Włodzimierz Szaranowicz jedzie na igrzyska do Paryża

W 2009 roku Szaranowicz awansował na dyrektora TVP Sport i zajmował to stanowisko do 2017 roku. Z pracy przed kamerą i w stacji zrezygnował ze względu na swoją chorobę, czyli Parkinsona. Przestał pojawiać się publicznie i występować. W czwartek zrobił jednak wyjątek.

Odebrał akredytację na igrzyska olimpijskie w Paryżu i został ogłoszony honorowym attaché prasowym PKOl.
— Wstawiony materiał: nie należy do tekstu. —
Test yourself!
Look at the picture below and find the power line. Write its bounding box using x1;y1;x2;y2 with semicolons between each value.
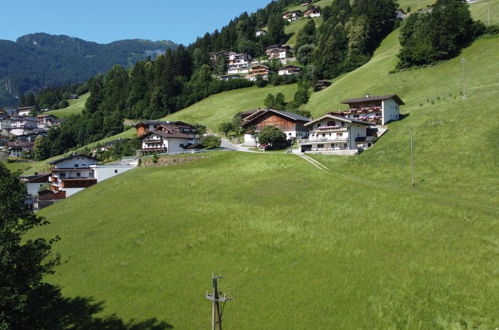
206;274;232;330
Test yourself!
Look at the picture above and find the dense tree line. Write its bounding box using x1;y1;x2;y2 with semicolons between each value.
398;0;485;68
32;0;397;158
0;33;176;106
20;84;88;112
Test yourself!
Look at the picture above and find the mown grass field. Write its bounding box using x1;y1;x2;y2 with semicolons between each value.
32;152;499;329
46;93;90;118
164;84;297;131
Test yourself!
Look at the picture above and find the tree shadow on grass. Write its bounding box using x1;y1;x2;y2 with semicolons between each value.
19;284;173;330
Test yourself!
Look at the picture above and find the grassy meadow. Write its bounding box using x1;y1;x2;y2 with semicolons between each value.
45;93;90;118
12;5;499;329
31;152;499;329
163;84;297;131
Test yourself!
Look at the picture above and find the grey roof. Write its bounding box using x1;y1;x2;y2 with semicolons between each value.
48;154;97;165
305;113;373;126
341;94;405;105
242;109;310;127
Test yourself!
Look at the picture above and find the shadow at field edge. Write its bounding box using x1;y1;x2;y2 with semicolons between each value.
22;284;173;330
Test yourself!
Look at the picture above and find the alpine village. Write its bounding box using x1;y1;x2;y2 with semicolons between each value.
0;0;499;330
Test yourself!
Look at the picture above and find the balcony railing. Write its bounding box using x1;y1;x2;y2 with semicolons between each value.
298;137;348;143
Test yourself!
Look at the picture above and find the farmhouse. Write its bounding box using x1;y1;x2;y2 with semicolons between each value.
49;154;97;198
17;107;35;116
395;8;407;19
246;65;270;81
278;65;301;76
7;141;34;157
227;52;251;74
219;74;241;81
265;45;291;61
303;6;321;18
255;30;267;37
7;116;38;136
20;173;50;198
135;121;197;137
282;10;303;22
331;94;405;125
299;114;376;154
209;50;229;62
140;122;198;154
241;109;310;145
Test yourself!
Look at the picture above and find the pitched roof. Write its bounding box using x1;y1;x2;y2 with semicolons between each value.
241;109;310;127
48;154;97;165
142;131;192;139
341;94;405;105
305;114;373;126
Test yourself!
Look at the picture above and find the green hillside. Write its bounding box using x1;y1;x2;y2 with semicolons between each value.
26;18;499;329
36;153;499;329
164;84;297;131
45;93;90;118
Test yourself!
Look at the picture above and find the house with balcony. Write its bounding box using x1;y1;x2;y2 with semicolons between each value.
227;52;251;74
49;154;97;198
278;65;301;76
140;124;199;154
298;114;376;155
7;141;35;157
245;65;270;81
282;10;303;23
303;6;321;18
241;109;310;146
331;94;405;126
135;120;197;137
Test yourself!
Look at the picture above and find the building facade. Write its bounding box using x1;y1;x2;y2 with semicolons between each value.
299;114;374;154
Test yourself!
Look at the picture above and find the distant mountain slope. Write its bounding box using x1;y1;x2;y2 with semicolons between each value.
0;33;176;106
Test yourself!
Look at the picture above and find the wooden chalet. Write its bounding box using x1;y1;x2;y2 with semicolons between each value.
241;109;310;145
278;65;302;76
331;94;405;125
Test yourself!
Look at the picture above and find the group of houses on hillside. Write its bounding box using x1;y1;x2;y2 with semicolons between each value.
21;154;137;210
210;43;301;81
241;95;404;155
15;94;404;210
282;3;321;22
0;107;59;157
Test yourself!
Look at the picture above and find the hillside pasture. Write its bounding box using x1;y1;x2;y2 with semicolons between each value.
45;93;90;118
31;152;499;329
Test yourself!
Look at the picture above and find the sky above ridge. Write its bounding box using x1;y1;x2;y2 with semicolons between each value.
0;0;270;45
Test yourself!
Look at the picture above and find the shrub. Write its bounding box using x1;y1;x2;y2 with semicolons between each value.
201;135;222;149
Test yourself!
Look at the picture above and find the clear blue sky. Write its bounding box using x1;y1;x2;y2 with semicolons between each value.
0;0;270;44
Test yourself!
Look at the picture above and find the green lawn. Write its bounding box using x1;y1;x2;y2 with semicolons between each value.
32;152;499;329
45;93;90;118
164;84;297;131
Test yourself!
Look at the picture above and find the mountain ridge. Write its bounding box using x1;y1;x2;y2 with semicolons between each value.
0;33;177;106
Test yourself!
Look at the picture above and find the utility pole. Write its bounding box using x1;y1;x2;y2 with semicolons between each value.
411;132;414;188
206;274;232;330
461;56;468;100
487;1;490;26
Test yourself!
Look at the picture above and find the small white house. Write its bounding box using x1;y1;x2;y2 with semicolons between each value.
255;30;267;37
299;114;375;155
335;94;405;125
303;6;321;18
278;65;301;76
141;131;198;154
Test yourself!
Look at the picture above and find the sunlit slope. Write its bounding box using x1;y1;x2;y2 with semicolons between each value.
33;152;499;329
165;84;297;131
45;93;90;118
307;32;499;205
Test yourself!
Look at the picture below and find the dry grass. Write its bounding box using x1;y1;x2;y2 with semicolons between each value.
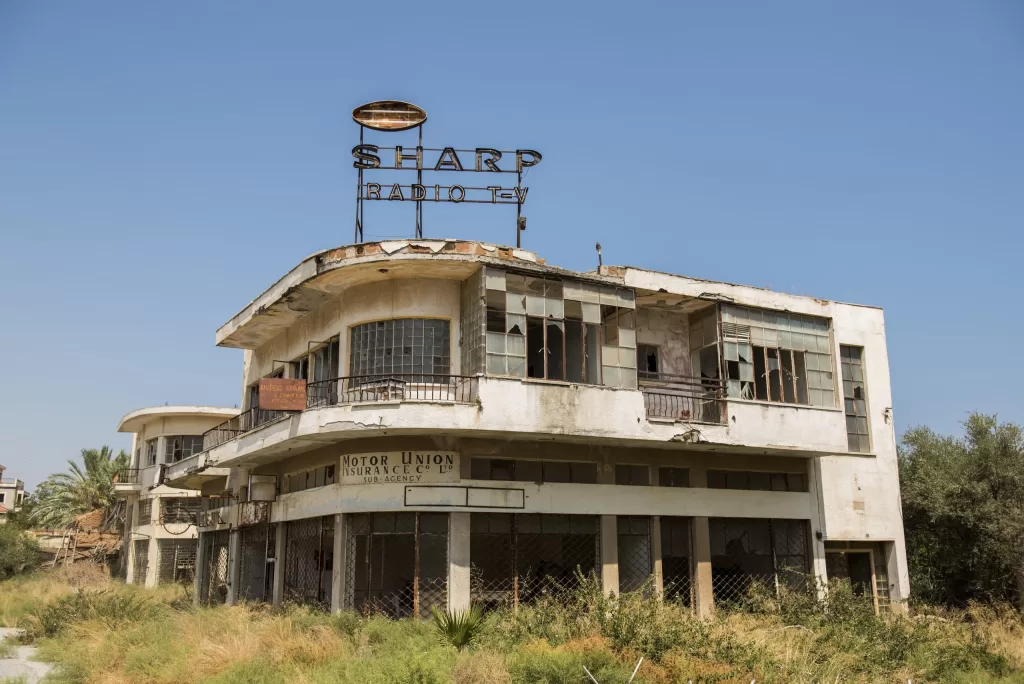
0;570;1024;684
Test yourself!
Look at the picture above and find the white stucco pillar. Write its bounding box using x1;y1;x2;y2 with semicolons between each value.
271;522;288;605
650;515;665;596
193;535;206;605
601;515;618;595
224;529;242;605
449;513;472;611
807;458;828;598
331;513;348;612
145;525;160;589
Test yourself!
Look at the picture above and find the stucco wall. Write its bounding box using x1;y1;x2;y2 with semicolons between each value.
243;279;461;399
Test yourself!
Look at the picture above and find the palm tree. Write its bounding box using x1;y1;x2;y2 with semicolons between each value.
31;446;131;529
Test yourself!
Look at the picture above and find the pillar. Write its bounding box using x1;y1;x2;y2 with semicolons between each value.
693;516;715;618
601;515;618;595
331;513;348;612
449;513;472;612
650;515;665;596
224;529;242;605
270;522;288;605
193;533;206;606
145;536;160;589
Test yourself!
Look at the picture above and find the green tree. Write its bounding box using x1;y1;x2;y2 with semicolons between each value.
0;524;39;580
29;446;131;529
899;414;1024;609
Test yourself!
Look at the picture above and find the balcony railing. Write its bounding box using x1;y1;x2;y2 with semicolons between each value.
203;409;292;452
637;371;725;424
114;468;139;484
239;501;270;527
306;373;477;409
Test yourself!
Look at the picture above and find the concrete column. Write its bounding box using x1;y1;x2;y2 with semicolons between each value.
601;515;618;595
650;515;665;596
193;535;206;605
449;513;472;611
145;526;160;589
271;522;288;605
331;513;348;612
807;459;828;598
224;529;242;605
693;516;715;618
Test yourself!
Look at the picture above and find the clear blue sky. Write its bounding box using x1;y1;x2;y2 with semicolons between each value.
0;0;1024;486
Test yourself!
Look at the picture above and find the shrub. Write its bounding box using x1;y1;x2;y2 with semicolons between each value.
0;525;40;581
430;605;483;650
27;590;160;637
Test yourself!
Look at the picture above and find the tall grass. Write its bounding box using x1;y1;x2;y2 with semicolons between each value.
0;575;1024;684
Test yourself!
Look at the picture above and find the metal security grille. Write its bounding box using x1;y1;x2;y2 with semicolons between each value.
469;513;600;608
285;515;334;609
709;518;809;607
157;540;199;585
138;499;153;525
131;540;150;585
239;525;275;603
200;530;230;605
345;513;449;617
349;318;452;382
660;516;693;605
615;515;653;593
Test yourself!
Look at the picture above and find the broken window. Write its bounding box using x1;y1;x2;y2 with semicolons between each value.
479;268;636;388
469;513;600;608
637;344;658;379
657;468;690;486
708;470;807;491
470;459;597;484
615;464;650;486
722;304;836;407
839;344;871;453
350;318;452;382
345;512;449;617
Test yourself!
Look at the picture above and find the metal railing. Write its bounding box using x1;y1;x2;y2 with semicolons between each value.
113;468;139;484
637;371;725;423
203;409;292;452
239;501;270;527
306;373;477;409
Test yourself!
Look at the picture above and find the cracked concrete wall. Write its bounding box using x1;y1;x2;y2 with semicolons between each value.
243;279;462;400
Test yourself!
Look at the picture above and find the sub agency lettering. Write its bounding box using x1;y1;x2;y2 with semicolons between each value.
341;452;457;484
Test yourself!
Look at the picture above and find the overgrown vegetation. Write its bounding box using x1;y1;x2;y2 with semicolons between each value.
899;414;1024;608
0;566;1024;684
0;524;40;581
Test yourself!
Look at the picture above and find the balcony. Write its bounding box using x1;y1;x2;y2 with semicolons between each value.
203;373;477;452
637;371;726;425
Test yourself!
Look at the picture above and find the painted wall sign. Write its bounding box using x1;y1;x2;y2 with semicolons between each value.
340;452;460;484
259;378;306;411
352;100;543;247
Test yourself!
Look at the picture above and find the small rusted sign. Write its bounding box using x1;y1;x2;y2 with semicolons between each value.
259;378;306;411
352;99;427;131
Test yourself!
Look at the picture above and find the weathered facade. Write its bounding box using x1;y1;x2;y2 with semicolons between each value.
159;240;909;615
114;407;239;587
0;466;25;525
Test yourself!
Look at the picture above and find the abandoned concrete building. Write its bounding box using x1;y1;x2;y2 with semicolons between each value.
149;240;909;616
114;407;240;587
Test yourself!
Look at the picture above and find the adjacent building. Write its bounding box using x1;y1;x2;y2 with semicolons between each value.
0;466;25;525
159;240;909;616
114;407;239;587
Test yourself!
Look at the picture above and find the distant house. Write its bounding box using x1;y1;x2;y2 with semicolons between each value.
0;466;25;525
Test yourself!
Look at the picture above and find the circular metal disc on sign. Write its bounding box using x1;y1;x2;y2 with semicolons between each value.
352;99;427;131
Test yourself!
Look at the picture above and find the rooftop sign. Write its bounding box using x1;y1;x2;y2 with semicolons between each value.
352;99;542;247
Od czterech lat nie dotykałem się mikrofonu - powiedział.

Gdy opowiadał o przesłaniu igrzysk, w pewnym momencie stracił wątek. Publiczność nagrodziła go brawami. Dziękuję. Już kończę - stwierdził.

Na co choruje były dziennikarz sportowy TVP?

Po ceremonii wyjaśnił, że na igrzyska jedzie jako widz, bo na więcej nie pozwala mu zdrowie.

Staram się nie myśleć o tym, że ta choroba jest ze mną. Już kiedyś powiedziałem, że ten facet przysiadł się do mnie i do mojego życia nieproszony. I czuje się bardzo dobrze jako mój współtowarzysz. (...) Ja z nim próbuję się uładzić, bo nie chcę się zaprzyjaźnić. Zaprzyjaźnienie byłoby poddaniem się. Cały czas szukam pomysłu na to, żeby nie dać się tej chorobie - mówił w książce "Włodzimierz Szaranowicz. Życie z pasją", która jest wywiadem-rzeką.